# What do you use?



## Sir_BlackhOle (Jan 25, 2004)

I would like to hear from others about their fertilizing technique. I'll go first.

I have a 10 gallon tank and have only had it for a couple of months. It started with plastic plants but I obtained some local plants from a fellow aquarist here in town. He also gave me instructions on what I could use to fertilze the tank with. It has been working great so far. I use 1.7mL of Flourish twice a week, .37 grams KNO3 (Greenlight Stump Remover) twice a week, and .18mL monobasic/dibasic sodium phosphate (Fleet type enema) twice a week. 

Any thoughts/comments?


----------



## MiamiAG (Jan 13, 2004)

AHHHH! He used the "plastic" word! :lol: Just kidding.

Glad you moved on to the real thing.

The point of fertilization is the provide the plants you have in your aquarium with the amount of fertilizer they need to be healthy and grow. As you know, this mean providing them with the right amount of light and fertilization.

Assuming you have the light correct, fertilization is the focus. The ratios that have developed that seem to work are an NPK of 10:1:10. Fe should be maintained between .1 - .3 ppm. Trace elements are typically adequate if you provide a full-spectrum trace fertilizer mix. I assume Ca and Mg are covered with adequate GH/KH.

How you choose to get to those numbers is up to you. Fluctuations from those numbers will impact the health of your plants. Therefore, you can either invest in a good set of test kits (my preferred method) or do the math in order to ensure you are providing your plants with the required amounts.

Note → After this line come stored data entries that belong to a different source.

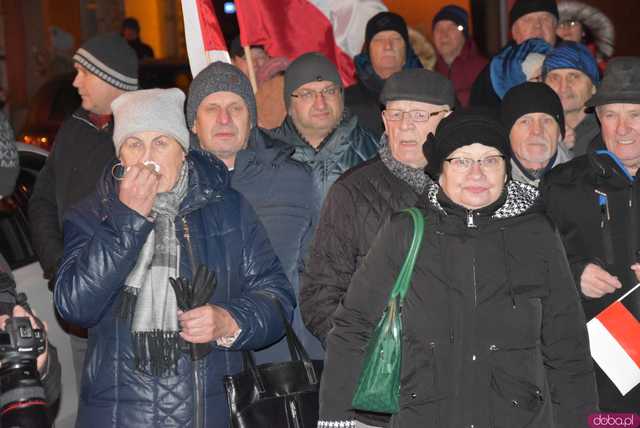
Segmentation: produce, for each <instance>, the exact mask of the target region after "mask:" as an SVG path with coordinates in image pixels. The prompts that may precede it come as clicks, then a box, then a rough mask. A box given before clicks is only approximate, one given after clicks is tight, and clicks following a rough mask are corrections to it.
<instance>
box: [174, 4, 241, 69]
mask: <svg viewBox="0 0 640 428" xmlns="http://www.w3.org/2000/svg"><path fill="white" fill-rule="evenodd" d="M182 15H183V18H184V35H185V39H186V44H187V54H188V56H189V66H190V67H191V75H192V76H193V77H196V76H197V75H198V73H200V71H202V70H203V69H204V68H205V67H206V66H207V65H209V64H210V63H212V62H215V61H223V62H227V63H230V62H231V58H230V57H229V52H228V50H227V44H226V43H225V41H224V36H223V35H222V30H221V29H220V24H219V23H218V18H217V17H216V12H215V9H214V7H213V1H212V0H182Z"/></svg>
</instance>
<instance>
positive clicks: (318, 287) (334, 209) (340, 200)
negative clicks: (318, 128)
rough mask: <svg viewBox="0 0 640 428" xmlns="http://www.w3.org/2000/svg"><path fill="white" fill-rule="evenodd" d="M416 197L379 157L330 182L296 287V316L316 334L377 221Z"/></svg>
mask: <svg viewBox="0 0 640 428" xmlns="http://www.w3.org/2000/svg"><path fill="white" fill-rule="evenodd" d="M417 200H418V195H417V194H416V193H415V191H414V190H413V189H412V188H411V187H410V186H409V185H408V184H407V183H405V182H404V181H402V180H400V179H399V178H397V177H396V176H395V175H393V174H392V173H391V171H389V168H387V167H386V166H385V164H384V163H383V162H382V160H380V158H375V159H373V160H371V161H369V162H366V163H364V164H362V165H360V166H358V167H356V168H354V169H353V170H351V171H349V172H348V173H347V174H345V175H344V176H343V177H341V178H340V180H338V181H337V182H336V183H335V184H334V185H333V187H332V188H331V190H330V191H329V194H328V195H327V199H326V200H325V203H324V206H323V208H322V213H321V217H320V222H319V224H318V229H317V230H316V236H315V240H314V242H313V245H312V247H311V252H310V257H309V260H308V263H307V269H306V270H305V271H304V272H303V274H302V288H301V289H300V311H301V313H302V318H303V320H304V322H305V324H306V326H307V328H309V330H310V331H311V332H312V333H313V334H314V335H315V336H316V337H317V338H319V339H320V340H322V341H324V340H325V338H326V336H327V334H328V333H329V330H330V329H331V326H332V323H331V316H332V315H333V313H334V312H335V310H336V308H337V307H338V303H339V302H340V299H342V296H344V294H345V293H346V292H347V287H348V286H349V282H350V281H351V277H352V276H353V274H354V273H355V271H356V269H357V268H358V267H359V266H360V264H361V263H362V260H363V259H364V257H365V256H366V255H367V252H368V251H369V248H370V247H371V242H373V240H374V238H375V237H376V235H377V234H378V232H379V231H380V228H381V227H382V225H383V224H384V223H385V221H386V220H387V219H388V218H389V216H390V215H391V214H393V213H394V212H396V211H400V210H402V209H403V208H407V207H411V206H413V205H414V204H415V203H416V201H417Z"/></svg>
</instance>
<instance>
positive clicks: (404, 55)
mask: <svg viewBox="0 0 640 428" xmlns="http://www.w3.org/2000/svg"><path fill="white" fill-rule="evenodd" d="M354 62H355V65H356V77H357V79H358V82H357V83H355V84H354V85H351V86H350V87H348V88H347V89H346V91H345V103H346V105H347V108H348V109H349V110H351V112H352V113H353V114H354V115H356V116H358V117H359V119H360V123H361V124H362V126H363V127H365V128H366V129H367V130H368V131H370V132H371V133H372V134H373V135H374V137H376V138H380V136H381V135H382V132H383V126H382V117H381V116H380V112H381V111H382V110H381V108H380V107H381V106H380V104H379V98H380V92H381V91H382V87H383V85H384V81H385V80H386V79H388V78H389V76H391V75H392V74H393V73H396V72H398V71H400V70H402V69H408V68H422V63H421V62H420V59H419V58H418V57H417V56H416V54H415V53H414V52H413V49H412V48H411V44H410V43H409V32H408V29H407V23H406V22H405V20H404V18H402V17H401V16H400V15H398V14H395V13H393V12H380V13H378V14H377V15H375V16H373V17H372V18H371V19H370V20H369V22H367V28H366V30H365V40H364V44H363V45H362V52H361V53H360V54H358V55H356V56H355V58H354Z"/></svg>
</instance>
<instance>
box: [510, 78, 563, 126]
mask: <svg viewBox="0 0 640 428" xmlns="http://www.w3.org/2000/svg"><path fill="white" fill-rule="evenodd" d="M528 113H546V114H548V115H549V116H551V117H553V118H554V119H555V120H556V122H557V123H558V126H559V127H560V133H561V134H562V138H564V130H565V128H564V112H563V110H562V102H560V98H558V95H557V94H556V93H555V91H554V90H553V89H551V88H550V87H549V86H547V84H545V83H539V82H525V83H522V84H520V85H518V86H515V87H513V88H511V89H509V90H508V91H507V93H506V94H505V95H504V98H503V99H502V103H501V104H500V116H501V119H502V123H503V124H504V127H505V128H506V130H507V133H510V132H511V128H512V127H513V124H514V123H516V120H518V119H520V118H521V117H522V116H524V115H525V114H528Z"/></svg>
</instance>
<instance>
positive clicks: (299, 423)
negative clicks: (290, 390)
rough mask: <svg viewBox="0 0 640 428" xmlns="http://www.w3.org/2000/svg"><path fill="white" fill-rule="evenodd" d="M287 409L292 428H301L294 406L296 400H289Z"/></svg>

As to what to dose, it is up to you. If you are not economically minded, buy the commercial products (I like TMG and Flourish). If you prefer to roll your own, follow the PMDD instructions and look at the sticky on this page for where to buy the ingredients.


----------



## Sir_BlackhOle (Jan 25, 2004)

Lighting is 30 watts incandescent Colormax i think. Our water is pretty hard here in south texas. I got the numbers from Steve Pituch for the fertilizers. All the plants are really taking off. I have been trying to add CO2 but it seems to have stopped bubbling and its only been about 4 days. This is all in preperation for my next tank, a 75 gallon. I am trying learn as much as I can with the little tank for practice. Thanks for the info!


----------



## MiamiAG (Jan 13, 2004)

Hey, any time. That's what we are here for.

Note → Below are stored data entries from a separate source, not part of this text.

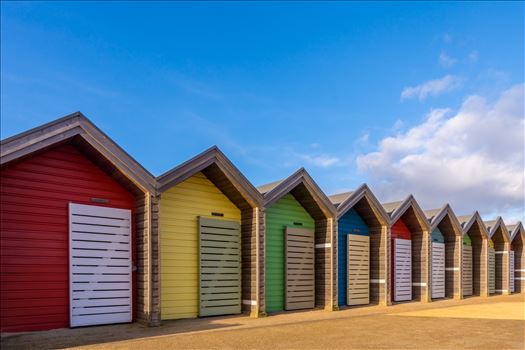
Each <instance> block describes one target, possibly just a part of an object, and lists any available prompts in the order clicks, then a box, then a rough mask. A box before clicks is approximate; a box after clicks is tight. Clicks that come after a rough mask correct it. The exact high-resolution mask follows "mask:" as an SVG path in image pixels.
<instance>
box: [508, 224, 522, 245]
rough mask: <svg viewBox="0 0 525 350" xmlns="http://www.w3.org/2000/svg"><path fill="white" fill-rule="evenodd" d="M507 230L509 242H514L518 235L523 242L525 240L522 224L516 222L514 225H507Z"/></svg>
mask: <svg viewBox="0 0 525 350" xmlns="http://www.w3.org/2000/svg"><path fill="white" fill-rule="evenodd" d="M507 228H508V231H509V234H510V241H511V242H512V241H514V238H516V237H517V236H518V235H520V234H521V236H522V238H523V240H525V228H524V227H523V223H522V222H521V221H518V222H517V223H515V224H514V225H508V226H507Z"/></svg>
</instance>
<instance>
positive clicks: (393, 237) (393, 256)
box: [383, 195, 431, 302]
mask: <svg viewBox="0 0 525 350" xmlns="http://www.w3.org/2000/svg"><path fill="white" fill-rule="evenodd" d="M383 208H384V209H385V211H386V212H387V213H388V215H389V216H390V234H391V253H390V256H391V299H392V301H393V302H400V301H409V300H418V301H425V302H427V301H430V300H431V298H430V286H429V284H430V268H429V267H430V261H429V259H430V224H429V222H428V221H427V219H426V217H425V214H424V213H423V211H422V210H421V208H420V207H419V204H418V203H417V202H416V200H415V199H414V197H413V196H412V195H410V196H408V197H407V198H406V199H405V200H403V201H399V202H393V203H386V204H383Z"/></svg>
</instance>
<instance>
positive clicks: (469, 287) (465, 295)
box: [461, 234, 472, 296]
mask: <svg viewBox="0 0 525 350" xmlns="http://www.w3.org/2000/svg"><path fill="white" fill-rule="evenodd" d="M462 248H463V249H462V258H461V274H462V279H461V281H462V290H463V293H462V295H463V296H471V295H472V240H471V239H470V236H469V235H468V234H465V235H463V247H462Z"/></svg>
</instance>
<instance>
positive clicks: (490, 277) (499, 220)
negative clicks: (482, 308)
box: [485, 217, 510, 294]
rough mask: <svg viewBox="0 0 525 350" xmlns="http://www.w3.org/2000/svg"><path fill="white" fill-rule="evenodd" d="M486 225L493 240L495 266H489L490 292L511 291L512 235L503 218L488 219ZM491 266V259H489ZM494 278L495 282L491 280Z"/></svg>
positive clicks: (494, 280) (501, 293) (496, 292)
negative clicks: (510, 276) (489, 220)
mask: <svg viewBox="0 0 525 350" xmlns="http://www.w3.org/2000/svg"><path fill="white" fill-rule="evenodd" d="M485 227H486V228H487V230H488V232H489V237H490V241H491V242H493V245H494V246H493V247H491V248H490V249H493V252H494V254H493V267H490V268H489V271H491V272H490V274H491V275H490V277H489V284H492V285H493V289H492V286H490V288H489V293H498V294H509V293H510V268H509V264H510V261H509V256H510V235H509V231H508V230H507V227H506V226H505V223H504V222H503V219H502V218H501V217H498V218H497V219H496V220H493V221H486V222H485ZM489 246H490V244H489ZM489 266H490V261H489ZM491 280H493V282H491Z"/></svg>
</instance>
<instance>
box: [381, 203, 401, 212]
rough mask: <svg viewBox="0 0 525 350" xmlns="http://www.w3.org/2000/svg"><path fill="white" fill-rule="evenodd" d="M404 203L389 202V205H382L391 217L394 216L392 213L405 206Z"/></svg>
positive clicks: (381, 204)
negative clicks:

I see you are using the yeast CO2 method. This can be tricky. Really need to be careful with fluctuations as they will affect your pH. I think panaque posted a link to an excellent website on the DIY forum for a DIY yeast set up that seemed pretty good. I would check it out.

Also, keep up with current fertilizing regimes on this forum. I would also invest in a NO3, PO4 and Fe test kits.


----------



## Sir_BlackhOle (Jan 25, 2004)

We have really hard water here so I think that means it is buffered well and pH wont fluctuate too widly. Is this correct? I'll keep trying with the CO2 though.


----------



## Sir_BlackhOle (Jan 25, 2004)

One more question....has anyone ever had problems with their fish when fertilizing? Is it possible to add too much and kill the fish?


----------



## bms (Feb 19, 2004)

*Yeast CO2*

There are 10 pages worth of hits on google for "yeast co2" any guidance on a good setup would be appreciated.

Art mentioned that panaque had posted a link to a good setup, but I did a search on yeast here on the forums and nothing came up.

thanks in advance,
~Benicio


----------



## Sir_BlackhOle (Jan 25, 2004)

http://www.aquaticplantcentral.com/forum/viewtopic.php?t=7&highlight=

that should take you to the co2 post


----------